I drank with my girlfriends (who are all "polished" with successful careers) at home or out at lunch on a sunny patio (which turned into drinking through the evening) several times a month and thought I was the life of the party (I WAS to my drinking girlfriends!) i also drank at home during the week to "get out of my head" (it was JUST WINE, right? Ha.) One day, my husband said the same thing yours did. He has a highly tolerant/patient personality and is not a tee totaler--so this threw me for a loop; if HE'S saying that, I'm not just fooling MYSELF. I already knew my mind worked better on a daily basis without alcohol. It took away my "edge"-my drive. It kept me complacent and comfortable, and stole my contentment. It took me while, but I finally had enough of the low energy, wondering what I said the night before, and lost days. This is a long way around the bush to say...maybe give sobriety a shot? What do you have lose? I am two weeks shy of being sober a year, I found the me I gave up years ago. I wouldn't trade it for the world. It's worth it, and so are you....
Holy Cow!!! Jstar and your story is almost exactly like my story. Great tolerant and patient husband who can drink but prefers not to. The thing is when he drinks, he never ends up like me- a mess. We talked about controlling alcohol on numerous occasions to have me mess up again. The last time, he and my kids saw me unable to walk. He thought he should go to therapy to deal with me. He said he was in deep despair and didn't know what he had done in life to deserve this. He said he cursed the alcohol aisle in the store when he went by it and thinks prohibition was a good idea. (Off topic- prohibition was created due to people out of control with alcohol) It wasn't him at all. It was me. That was the last straw. That was my bottom.

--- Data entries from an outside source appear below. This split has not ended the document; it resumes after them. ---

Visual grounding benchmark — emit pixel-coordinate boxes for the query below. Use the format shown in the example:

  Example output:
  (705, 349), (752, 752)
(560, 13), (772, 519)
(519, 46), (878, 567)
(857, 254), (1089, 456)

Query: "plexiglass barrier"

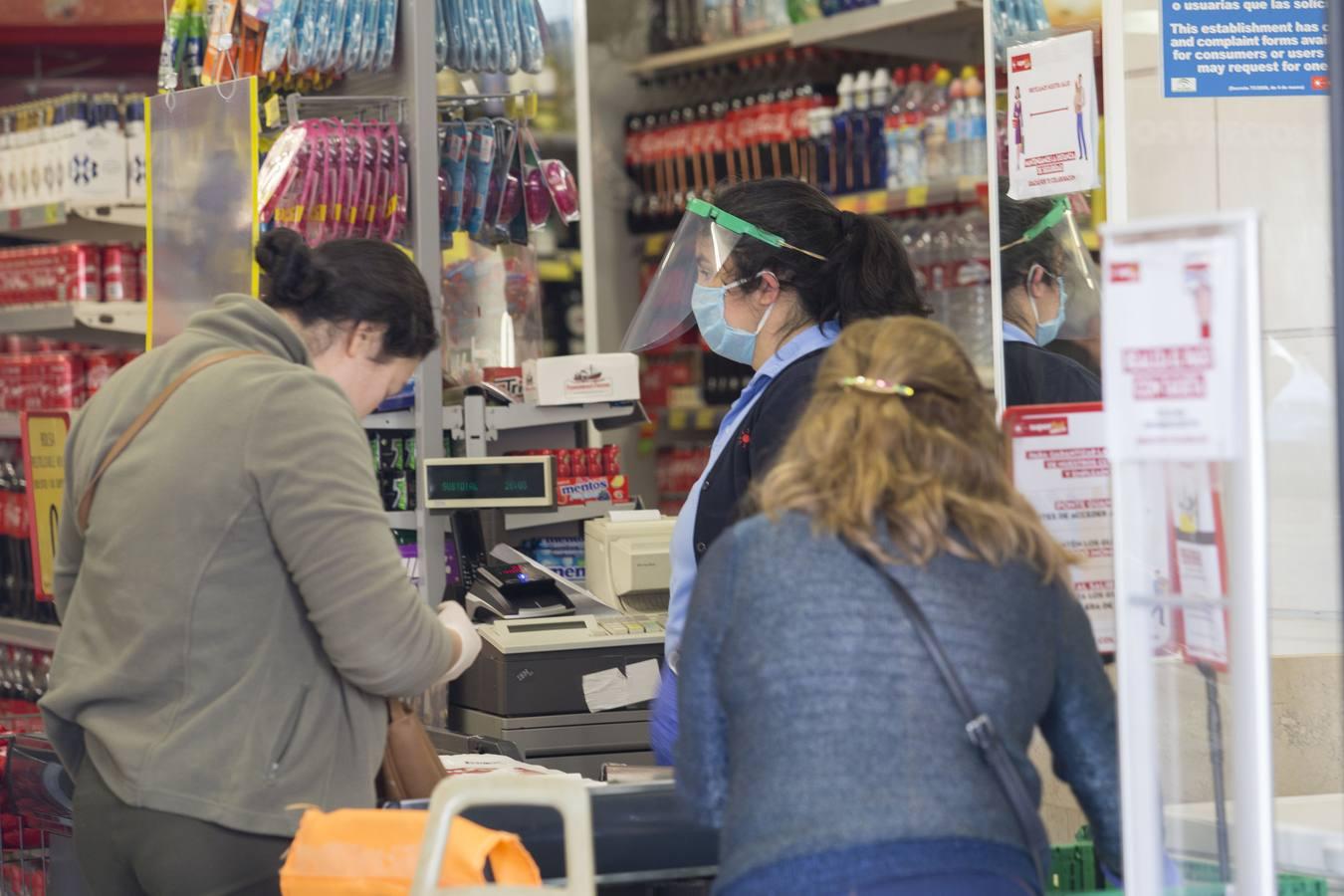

Jstar, when I first got to SR I really didn't want to face the rest of my life without wine- at least at a party, my birthday, New Year's Eve. But after reading everyone's posts we are not physiologically programmed to drink in moderation. It's nature, it's the way we were created. Everyone here has failed numerous times to moderate. I am not different. I am at peace quitting alcohol because I want to now.

In the past 2 wks I and my husband have noticed physical improvements in me- losing weight, no bloating, BP now normal again, etc.

You will learn a lot from the SR posts and everyones' stories. There's lots of good information and support. I couldn't have done it without SR.

Best wishes to you and your family!!!!!